Elle publie des petits livres au succès inattendu, dénonçant vigoureusement
le néo-libéralisme ou «la corruption de la société médiatique».
En 1998, une vague de «Bourdieumania» déferle dans les médias.
«Bourdieu est de toutes les luttes. Ses idées portent, ses livres
s'arrachent», écrit l'essayiste et journaliste Jean-Claude Guillebaud.
Mais d'autres intellectuels, comme Alain Finkielkraut, ironisent: «grâce
à lui le monde est devenu simple, partagé entre dominants et dominés»,
tandis que la sociologue Jeanine Verdès-Leroux rédige un essai critique
sur son «terrorisme sociologique». Ses détracteurs l'accusent
de sectarisme. «Tout ce que l'on décrit sous le nom (...)

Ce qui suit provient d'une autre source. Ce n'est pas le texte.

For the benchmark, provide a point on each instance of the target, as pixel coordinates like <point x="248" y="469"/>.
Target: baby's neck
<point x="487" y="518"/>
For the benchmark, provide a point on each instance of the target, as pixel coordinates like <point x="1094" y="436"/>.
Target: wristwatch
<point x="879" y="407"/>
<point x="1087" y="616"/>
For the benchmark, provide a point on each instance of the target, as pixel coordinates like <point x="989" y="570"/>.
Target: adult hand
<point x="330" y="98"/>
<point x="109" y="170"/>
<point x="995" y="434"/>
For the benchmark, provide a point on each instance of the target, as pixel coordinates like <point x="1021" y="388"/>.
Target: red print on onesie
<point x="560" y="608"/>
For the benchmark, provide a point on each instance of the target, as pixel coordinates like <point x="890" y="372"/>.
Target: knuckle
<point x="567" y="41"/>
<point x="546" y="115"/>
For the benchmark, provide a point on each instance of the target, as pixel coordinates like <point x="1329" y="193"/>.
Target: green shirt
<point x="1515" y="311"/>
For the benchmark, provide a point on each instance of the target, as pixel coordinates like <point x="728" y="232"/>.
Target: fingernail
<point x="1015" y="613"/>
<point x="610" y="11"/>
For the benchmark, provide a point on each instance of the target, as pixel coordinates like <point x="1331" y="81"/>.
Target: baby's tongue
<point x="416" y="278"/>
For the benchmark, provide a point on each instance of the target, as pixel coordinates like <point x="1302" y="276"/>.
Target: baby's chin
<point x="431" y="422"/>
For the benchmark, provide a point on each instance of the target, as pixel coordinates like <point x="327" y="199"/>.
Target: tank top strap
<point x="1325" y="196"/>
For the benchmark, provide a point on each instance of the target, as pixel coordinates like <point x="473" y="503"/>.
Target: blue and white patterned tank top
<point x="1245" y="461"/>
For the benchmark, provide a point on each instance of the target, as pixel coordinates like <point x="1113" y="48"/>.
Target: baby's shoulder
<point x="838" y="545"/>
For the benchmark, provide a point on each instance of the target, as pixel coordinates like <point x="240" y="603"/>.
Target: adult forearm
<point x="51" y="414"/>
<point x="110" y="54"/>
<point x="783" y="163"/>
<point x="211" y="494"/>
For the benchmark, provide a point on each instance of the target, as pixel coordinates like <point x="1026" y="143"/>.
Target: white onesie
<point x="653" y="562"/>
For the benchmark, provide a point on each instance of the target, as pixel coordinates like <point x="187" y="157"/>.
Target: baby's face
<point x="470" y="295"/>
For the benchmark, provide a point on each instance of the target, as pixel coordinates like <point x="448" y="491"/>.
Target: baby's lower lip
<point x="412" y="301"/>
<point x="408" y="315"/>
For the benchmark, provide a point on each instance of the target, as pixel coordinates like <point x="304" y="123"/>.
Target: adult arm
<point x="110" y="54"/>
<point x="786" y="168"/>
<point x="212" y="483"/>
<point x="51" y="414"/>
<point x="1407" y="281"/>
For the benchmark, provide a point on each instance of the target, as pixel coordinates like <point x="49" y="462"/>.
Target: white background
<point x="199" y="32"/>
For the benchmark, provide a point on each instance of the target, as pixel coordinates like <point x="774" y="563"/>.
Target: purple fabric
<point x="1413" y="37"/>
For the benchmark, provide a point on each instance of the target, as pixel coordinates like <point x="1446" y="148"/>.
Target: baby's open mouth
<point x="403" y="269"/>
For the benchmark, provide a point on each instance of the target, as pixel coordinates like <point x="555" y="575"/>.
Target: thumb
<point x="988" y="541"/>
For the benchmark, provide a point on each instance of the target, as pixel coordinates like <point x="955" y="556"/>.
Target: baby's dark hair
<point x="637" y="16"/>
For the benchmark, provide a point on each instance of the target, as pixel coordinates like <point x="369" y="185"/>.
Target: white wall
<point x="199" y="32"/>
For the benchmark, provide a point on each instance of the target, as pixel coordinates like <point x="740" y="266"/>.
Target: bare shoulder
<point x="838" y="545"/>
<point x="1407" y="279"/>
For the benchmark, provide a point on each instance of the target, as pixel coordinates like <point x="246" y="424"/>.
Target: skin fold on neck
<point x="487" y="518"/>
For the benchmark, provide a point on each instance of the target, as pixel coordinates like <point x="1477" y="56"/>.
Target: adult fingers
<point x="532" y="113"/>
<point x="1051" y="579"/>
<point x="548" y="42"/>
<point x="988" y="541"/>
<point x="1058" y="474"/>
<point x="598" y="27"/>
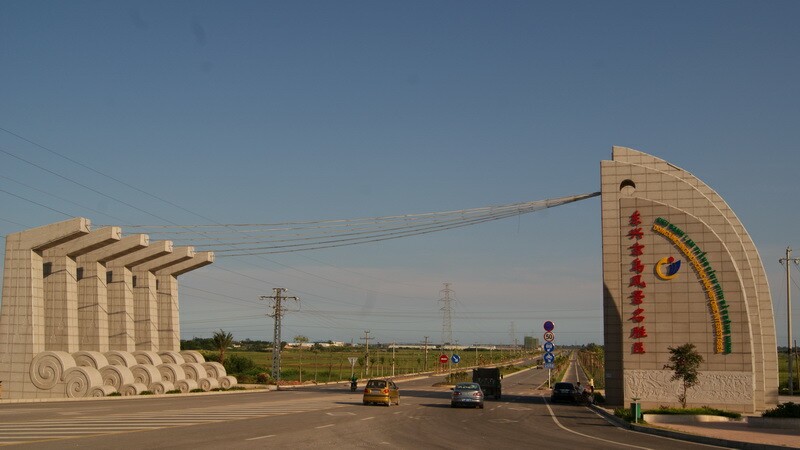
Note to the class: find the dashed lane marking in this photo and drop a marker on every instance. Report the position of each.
(69, 427)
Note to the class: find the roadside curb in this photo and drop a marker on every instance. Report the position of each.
(618, 422)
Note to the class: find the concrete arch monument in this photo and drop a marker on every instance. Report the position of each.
(679, 267)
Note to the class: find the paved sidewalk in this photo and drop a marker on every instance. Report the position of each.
(739, 432)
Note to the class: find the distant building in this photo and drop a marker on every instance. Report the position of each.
(531, 343)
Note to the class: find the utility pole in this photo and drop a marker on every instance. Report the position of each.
(425, 361)
(277, 312)
(366, 339)
(788, 260)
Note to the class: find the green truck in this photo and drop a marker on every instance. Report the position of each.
(489, 379)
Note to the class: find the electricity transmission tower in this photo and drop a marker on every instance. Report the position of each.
(447, 317)
(278, 309)
(788, 260)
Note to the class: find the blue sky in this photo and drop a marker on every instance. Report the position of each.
(268, 112)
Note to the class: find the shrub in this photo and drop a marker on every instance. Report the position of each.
(705, 410)
(784, 410)
(246, 379)
(624, 413)
(263, 378)
(237, 364)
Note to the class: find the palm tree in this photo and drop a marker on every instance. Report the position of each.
(222, 341)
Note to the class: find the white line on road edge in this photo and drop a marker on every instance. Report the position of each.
(585, 435)
(260, 437)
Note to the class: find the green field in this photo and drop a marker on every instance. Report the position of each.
(325, 365)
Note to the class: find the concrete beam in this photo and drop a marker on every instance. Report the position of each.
(93, 328)
(121, 294)
(199, 260)
(169, 330)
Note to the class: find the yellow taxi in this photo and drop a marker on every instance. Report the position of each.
(381, 391)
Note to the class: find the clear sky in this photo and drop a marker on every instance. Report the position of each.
(268, 112)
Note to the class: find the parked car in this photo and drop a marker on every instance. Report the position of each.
(381, 391)
(489, 378)
(564, 392)
(467, 394)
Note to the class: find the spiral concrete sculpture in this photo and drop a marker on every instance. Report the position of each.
(81, 315)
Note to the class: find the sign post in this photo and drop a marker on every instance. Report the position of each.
(353, 361)
(549, 358)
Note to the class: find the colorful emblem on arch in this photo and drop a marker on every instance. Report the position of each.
(667, 268)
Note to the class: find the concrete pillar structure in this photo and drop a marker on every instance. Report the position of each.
(121, 322)
(69, 315)
(22, 317)
(145, 296)
(93, 328)
(61, 287)
(169, 332)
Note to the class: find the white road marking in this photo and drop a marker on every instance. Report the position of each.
(260, 437)
(552, 414)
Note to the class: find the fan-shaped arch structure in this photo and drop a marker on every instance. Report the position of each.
(657, 219)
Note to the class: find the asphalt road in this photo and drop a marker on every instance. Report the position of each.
(321, 417)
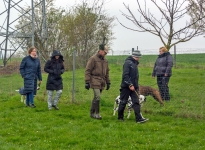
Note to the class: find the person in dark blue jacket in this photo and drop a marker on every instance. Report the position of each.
(129, 87)
(30, 70)
(54, 67)
(163, 70)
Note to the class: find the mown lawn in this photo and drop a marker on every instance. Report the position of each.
(177, 125)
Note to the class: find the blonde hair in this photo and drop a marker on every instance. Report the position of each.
(31, 49)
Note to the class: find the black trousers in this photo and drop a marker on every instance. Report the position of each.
(124, 95)
(162, 82)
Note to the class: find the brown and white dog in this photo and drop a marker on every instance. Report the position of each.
(147, 90)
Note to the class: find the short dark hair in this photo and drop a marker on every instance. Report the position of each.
(31, 49)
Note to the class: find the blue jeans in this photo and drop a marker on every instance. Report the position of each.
(29, 98)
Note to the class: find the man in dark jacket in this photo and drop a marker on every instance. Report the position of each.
(55, 68)
(129, 87)
(163, 70)
(96, 77)
(30, 70)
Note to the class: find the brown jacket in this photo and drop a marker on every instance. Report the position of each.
(97, 72)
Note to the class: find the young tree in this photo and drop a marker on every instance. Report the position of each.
(167, 27)
(195, 11)
(85, 26)
(53, 38)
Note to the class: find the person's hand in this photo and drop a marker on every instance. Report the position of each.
(87, 86)
(108, 86)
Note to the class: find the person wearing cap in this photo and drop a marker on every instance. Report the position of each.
(55, 68)
(129, 87)
(30, 70)
(97, 77)
(163, 71)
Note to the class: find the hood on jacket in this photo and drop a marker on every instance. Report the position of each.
(56, 53)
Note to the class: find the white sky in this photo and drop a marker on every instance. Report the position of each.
(126, 39)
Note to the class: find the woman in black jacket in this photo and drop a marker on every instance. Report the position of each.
(163, 70)
(54, 68)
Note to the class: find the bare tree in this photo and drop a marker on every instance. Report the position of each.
(197, 9)
(86, 25)
(167, 27)
(54, 39)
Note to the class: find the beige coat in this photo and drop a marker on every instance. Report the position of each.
(97, 72)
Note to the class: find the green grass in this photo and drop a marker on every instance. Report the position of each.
(177, 125)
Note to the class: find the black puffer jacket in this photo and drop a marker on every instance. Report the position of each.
(130, 74)
(30, 70)
(163, 65)
(55, 68)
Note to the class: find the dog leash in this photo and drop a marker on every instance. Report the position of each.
(137, 94)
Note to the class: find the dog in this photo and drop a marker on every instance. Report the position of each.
(23, 95)
(147, 90)
(142, 99)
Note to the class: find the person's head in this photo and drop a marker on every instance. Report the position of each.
(162, 50)
(136, 55)
(56, 54)
(32, 52)
(103, 50)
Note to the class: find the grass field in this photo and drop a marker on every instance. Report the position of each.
(177, 125)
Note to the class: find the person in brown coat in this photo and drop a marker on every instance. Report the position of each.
(97, 77)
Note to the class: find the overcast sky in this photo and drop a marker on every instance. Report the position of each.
(126, 39)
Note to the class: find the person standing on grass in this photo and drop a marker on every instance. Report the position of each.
(163, 70)
(55, 68)
(129, 87)
(30, 70)
(96, 77)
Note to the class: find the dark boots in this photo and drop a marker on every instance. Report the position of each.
(95, 110)
(97, 116)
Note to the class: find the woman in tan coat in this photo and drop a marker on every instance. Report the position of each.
(96, 77)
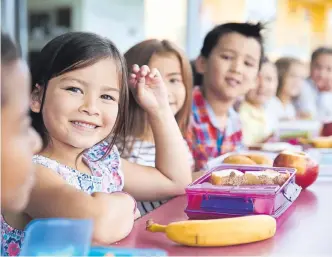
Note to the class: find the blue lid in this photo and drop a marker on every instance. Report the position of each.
(57, 237)
(125, 252)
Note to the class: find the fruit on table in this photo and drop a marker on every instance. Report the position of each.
(322, 142)
(218, 232)
(307, 168)
(327, 129)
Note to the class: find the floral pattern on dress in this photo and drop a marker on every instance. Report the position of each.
(106, 176)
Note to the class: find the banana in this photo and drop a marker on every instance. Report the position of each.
(218, 232)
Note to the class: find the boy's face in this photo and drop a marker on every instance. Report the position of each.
(19, 141)
(321, 70)
(231, 69)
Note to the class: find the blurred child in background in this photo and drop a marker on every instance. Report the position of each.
(257, 127)
(291, 73)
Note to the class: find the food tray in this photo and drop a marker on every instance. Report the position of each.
(206, 201)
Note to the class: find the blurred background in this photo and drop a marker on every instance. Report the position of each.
(294, 27)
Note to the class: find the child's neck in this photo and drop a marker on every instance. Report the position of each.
(66, 155)
(255, 104)
(285, 99)
(148, 136)
(219, 106)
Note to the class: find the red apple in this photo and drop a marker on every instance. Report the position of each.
(327, 129)
(307, 168)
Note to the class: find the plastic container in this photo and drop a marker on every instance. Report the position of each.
(125, 252)
(206, 201)
(57, 237)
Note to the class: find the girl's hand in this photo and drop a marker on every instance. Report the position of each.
(148, 89)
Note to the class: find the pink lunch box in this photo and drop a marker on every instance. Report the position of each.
(206, 201)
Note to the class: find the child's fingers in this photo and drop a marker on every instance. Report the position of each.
(144, 70)
(135, 68)
(154, 73)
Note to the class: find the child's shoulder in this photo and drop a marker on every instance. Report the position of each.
(102, 151)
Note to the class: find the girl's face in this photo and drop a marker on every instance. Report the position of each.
(170, 69)
(19, 141)
(293, 80)
(267, 85)
(81, 106)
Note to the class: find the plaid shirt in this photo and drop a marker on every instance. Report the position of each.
(204, 136)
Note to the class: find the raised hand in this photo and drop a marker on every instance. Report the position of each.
(148, 89)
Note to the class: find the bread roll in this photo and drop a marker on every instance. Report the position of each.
(260, 159)
(239, 159)
(266, 177)
(226, 177)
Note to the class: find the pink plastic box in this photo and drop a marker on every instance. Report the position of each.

de "mondialisation" est l'effet, non d'une fatalité économique
mais d'une politique consciente et délibérée, celle qui a conduit
les gouvernements libéraux ou même socio-démocrates d'un ensemble
de pays économiquement avancés à se déposséder du pouvoir de contrôler
les forces économiques (...). Il s'agit de restaurer la politique»,
disait-il en 2000. Né le 1er août 1930 à Denguin (Pyrénées-atlantiques),
dans une famille d'origine paysanne, Pierre Bourdieu, normalien et
agrégé de philosophie, entame une carrière de professeur qui le conduit
à Moulins, Alger, Paris et Lille. De 1964 à 1980, il travaille à l'École
des hautes études en sciences sociales. Il est parallèlement directeur
de la revue «Actes de la recherche en sciences sociales». Parmi
ses livres, figurent «Sociologie de l'Algérie» (1958), «Travail
et travailleurs en Algérie» (1963), «Le Déracinement» (1964),
«La Distinction» (1979), «Ce que parler veut dire» (1982),
«La Noblesse d'État» (1989), «Les règles de l'Art»
(1992), «Sur la télévision» (1997), «La Domination masculine»
(1998) et «Les structures sociales de l'économie» (2000). Jusqu'au
bout, il aura travaillé notamment à un essai sur le célibat en Béarn,
sa terre natale, qui paraîtra en mars.